I hope, Intel will add to its processors instructions to operate with big integers. Now, extensions SSE/AVX are ugly - only packed, without setting of carry/zero/etc flags... It's real headache to use them for calculations of big numbers (common purpose registers give simplier way). It seems, other developers think the same.

RSA is used widely now: people like it. The most expensive operation in it is multiplication of big integers. For example, integers with 4000 bits of length (500 bytes). It's realized by multiplication of polynoms with segment length 8 bytes. It gives a lot of single multiplications (and it grows quadratically with growing of modulus length). On length 4000 bits, one RSA decrypt takes 400 milliseconds (in my realization on 1.8 GHz). 90% of processing time are multiplications.

If even actual registers XMM/YMM/ZMM could operate with solid big integers (32 bytes * 32 bytes = 64 bytes), this time can be 4^2=16 times less - 25 milliseconds. I think, this is good argument for Intel to add this functionality in future processors. They already added instructions for fast AES encryption and for fast hash calculations (SHA-1, SHA-2).

So - in future, when processors will support it - it will be cool to extend integer types to bigger length: "uint128", "uint256", "uint512". For using with SSE/AVX registers. With aligning by default. With possibility to make add, subtract, multiplicate, bit-shift etc.

Maybe, real numbers will become longer too? "real128", "real256", "real512" ?

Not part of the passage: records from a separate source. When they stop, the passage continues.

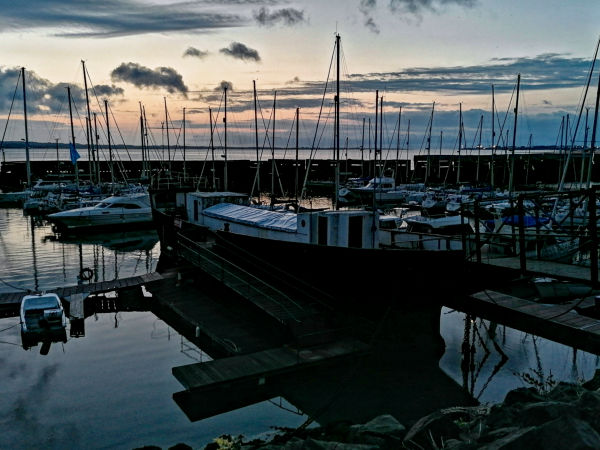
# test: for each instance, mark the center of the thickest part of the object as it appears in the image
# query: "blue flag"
(74, 154)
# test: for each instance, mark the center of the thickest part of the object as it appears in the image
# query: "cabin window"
(355, 231)
(322, 233)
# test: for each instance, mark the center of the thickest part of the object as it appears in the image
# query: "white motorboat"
(132, 209)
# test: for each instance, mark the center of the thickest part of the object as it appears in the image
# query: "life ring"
(86, 274)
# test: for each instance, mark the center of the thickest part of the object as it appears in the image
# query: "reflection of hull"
(123, 241)
(88, 220)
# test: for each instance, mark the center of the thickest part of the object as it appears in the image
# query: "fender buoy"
(86, 274)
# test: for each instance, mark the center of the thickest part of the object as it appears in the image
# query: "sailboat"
(308, 244)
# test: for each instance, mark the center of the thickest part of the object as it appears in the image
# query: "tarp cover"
(249, 215)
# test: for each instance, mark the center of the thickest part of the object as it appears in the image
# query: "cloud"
(240, 51)
(107, 91)
(545, 71)
(42, 94)
(144, 77)
(285, 16)
(224, 84)
(194, 52)
(111, 18)
(418, 6)
(365, 8)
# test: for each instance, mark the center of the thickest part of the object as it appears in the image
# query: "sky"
(421, 55)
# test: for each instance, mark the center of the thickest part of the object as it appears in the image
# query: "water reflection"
(37, 259)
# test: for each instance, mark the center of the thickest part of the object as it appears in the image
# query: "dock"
(221, 385)
(559, 323)
(552, 269)
(11, 299)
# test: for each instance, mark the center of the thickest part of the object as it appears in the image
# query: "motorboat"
(42, 318)
(118, 210)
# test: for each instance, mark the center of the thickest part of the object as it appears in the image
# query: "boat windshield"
(42, 302)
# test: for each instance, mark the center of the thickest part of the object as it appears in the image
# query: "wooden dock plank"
(12, 298)
(554, 322)
(552, 269)
(261, 364)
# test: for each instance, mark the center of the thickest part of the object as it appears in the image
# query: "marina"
(200, 251)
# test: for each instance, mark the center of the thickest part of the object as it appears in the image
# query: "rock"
(588, 407)
(497, 434)
(561, 433)
(535, 414)
(381, 425)
(313, 444)
(181, 446)
(522, 395)
(565, 392)
(594, 383)
(439, 426)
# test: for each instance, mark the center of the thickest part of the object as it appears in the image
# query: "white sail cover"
(254, 216)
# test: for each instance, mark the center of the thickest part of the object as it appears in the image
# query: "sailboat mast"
(362, 150)
(96, 136)
(142, 174)
(459, 141)
(512, 162)
(407, 145)
(225, 183)
(184, 143)
(429, 144)
(376, 134)
(212, 148)
(167, 132)
(88, 124)
(256, 139)
(26, 130)
(398, 145)
(493, 139)
(337, 122)
(297, 146)
(479, 148)
(112, 171)
(381, 136)
(593, 142)
(72, 133)
(273, 154)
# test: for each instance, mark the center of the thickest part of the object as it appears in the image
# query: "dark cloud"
(110, 18)
(284, 16)
(224, 84)
(418, 6)
(365, 8)
(144, 77)
(240, 51)
(194, 52)
(105, 90)
(546, 71)
(44, 95)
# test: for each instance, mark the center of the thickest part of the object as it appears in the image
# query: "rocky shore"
(564, 417)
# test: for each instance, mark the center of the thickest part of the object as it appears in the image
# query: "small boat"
(42, 317)
(119, 210)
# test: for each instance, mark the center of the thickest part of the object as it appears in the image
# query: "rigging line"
(8, 328)
(10, 110)
(303, 191)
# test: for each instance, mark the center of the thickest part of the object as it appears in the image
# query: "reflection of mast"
(36, 283)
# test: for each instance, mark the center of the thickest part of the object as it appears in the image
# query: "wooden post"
(477, 234)
(522, 255)
(593, 238)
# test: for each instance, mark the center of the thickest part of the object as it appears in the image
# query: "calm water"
(112, 387)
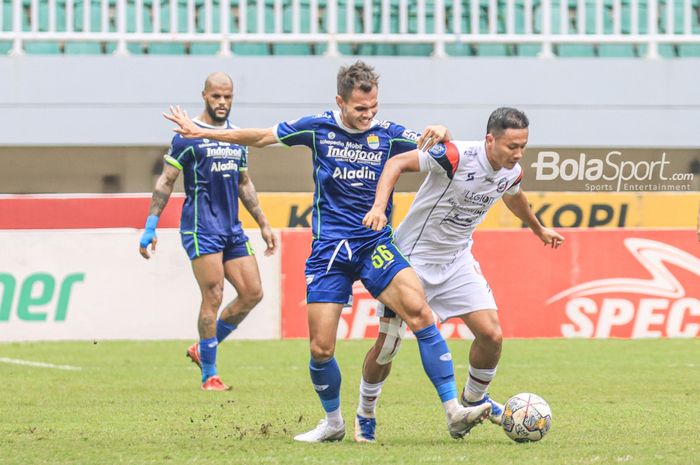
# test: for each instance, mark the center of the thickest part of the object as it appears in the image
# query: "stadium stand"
(565, 28)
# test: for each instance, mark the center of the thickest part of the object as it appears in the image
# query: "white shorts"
(454, 289)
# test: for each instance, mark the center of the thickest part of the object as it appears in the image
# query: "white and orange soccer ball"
(526, 417)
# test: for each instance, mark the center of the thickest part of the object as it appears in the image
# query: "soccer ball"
(526, 417)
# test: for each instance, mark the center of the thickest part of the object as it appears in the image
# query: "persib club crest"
(373, 141)
(437, 150)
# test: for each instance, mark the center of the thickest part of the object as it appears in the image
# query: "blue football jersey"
(347, 165)
(211, 172)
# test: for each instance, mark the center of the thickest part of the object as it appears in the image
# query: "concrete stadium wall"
(116, 101)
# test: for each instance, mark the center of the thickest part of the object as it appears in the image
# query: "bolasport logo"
(613, 173)
(649, 308)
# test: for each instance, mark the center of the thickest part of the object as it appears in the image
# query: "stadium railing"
(544, 28)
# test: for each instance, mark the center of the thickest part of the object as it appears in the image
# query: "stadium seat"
(254, 48)
(617, 50)
(6, 45)
(288, 26)
(46, 47)
(524, 50)
(418, 49)
(492, 50)
(458, 48)
(166, 10)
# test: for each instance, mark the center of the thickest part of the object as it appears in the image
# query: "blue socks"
(326, 379)
(223, 329)
(437, 361)
(207, 348)
(207, 355)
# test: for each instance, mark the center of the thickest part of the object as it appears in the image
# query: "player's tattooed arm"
(164, 187)
(520, 207)
(249, 198)
(432, 135)
(375, 218)
(253, 137)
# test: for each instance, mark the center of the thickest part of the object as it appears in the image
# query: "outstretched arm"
(408, 161)
(249, 198)
(521, 208)
(159, 199)
(256, 137)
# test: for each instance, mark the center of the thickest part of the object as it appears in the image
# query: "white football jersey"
(460, 188)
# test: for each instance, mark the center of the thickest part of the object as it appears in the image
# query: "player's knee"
(321, 352)
(391, 334)
(492, 337)
(252, 297)
(419, 316)
(213, 295)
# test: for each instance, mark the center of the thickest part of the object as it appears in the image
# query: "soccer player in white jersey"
(465, 179)
(350, 148)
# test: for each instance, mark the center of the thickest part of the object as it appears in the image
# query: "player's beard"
(216, 118)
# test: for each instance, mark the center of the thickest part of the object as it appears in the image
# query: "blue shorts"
(233, 246)
(333, 266)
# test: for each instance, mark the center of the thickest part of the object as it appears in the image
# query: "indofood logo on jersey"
(223, 152)
(220, 166)
(373, 141)
(351, 175)
(354, 153)
(657, 306)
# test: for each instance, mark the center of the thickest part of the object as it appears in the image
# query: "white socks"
(369, 393)
(478, 382)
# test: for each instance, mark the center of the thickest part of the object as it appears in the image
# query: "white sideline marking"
(29, 363)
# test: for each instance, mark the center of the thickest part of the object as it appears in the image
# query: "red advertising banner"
(84, 211)
(600, 284)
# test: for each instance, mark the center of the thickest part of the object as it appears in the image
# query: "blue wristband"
(150, 231)
(152, 222)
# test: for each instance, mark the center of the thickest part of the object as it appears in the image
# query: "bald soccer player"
(216, 176)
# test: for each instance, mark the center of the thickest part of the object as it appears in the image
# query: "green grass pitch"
(613, 402)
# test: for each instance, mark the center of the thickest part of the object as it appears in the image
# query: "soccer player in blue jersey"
(216, 176)
(350, 148)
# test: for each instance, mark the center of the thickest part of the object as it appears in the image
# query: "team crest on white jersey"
(437, 150)
(373, 141)
(502, 183)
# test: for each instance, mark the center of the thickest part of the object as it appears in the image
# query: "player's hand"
(186, 127)
(551, 237)
(270, 239)
(375, 219)
(148, 238)
(432, 135)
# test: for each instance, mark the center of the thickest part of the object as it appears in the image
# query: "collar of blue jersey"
(198, 122)
(484, 159)
(336, 115)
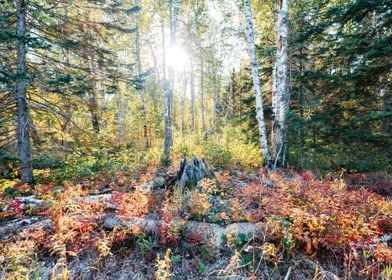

Does anybody need it? Maybe, scientists?

*************************************************************************

SSE/AVX are ugly - has to be because of changing of generations of developers. Early programming core of this processor family is very solid. This touched even common purpose registers - when x86_64 appeared. Did you know following? If you make "MOV AL, 4" - AH and higher 16 bits of EAX don't change. But, if you make "MOV EAX, 4" - higher 32 bits of RAX are set to zero (!). This behavior is like MOVZX instruction - has to be it's simply design error. What is interesting - Intel documentation says nothing about it.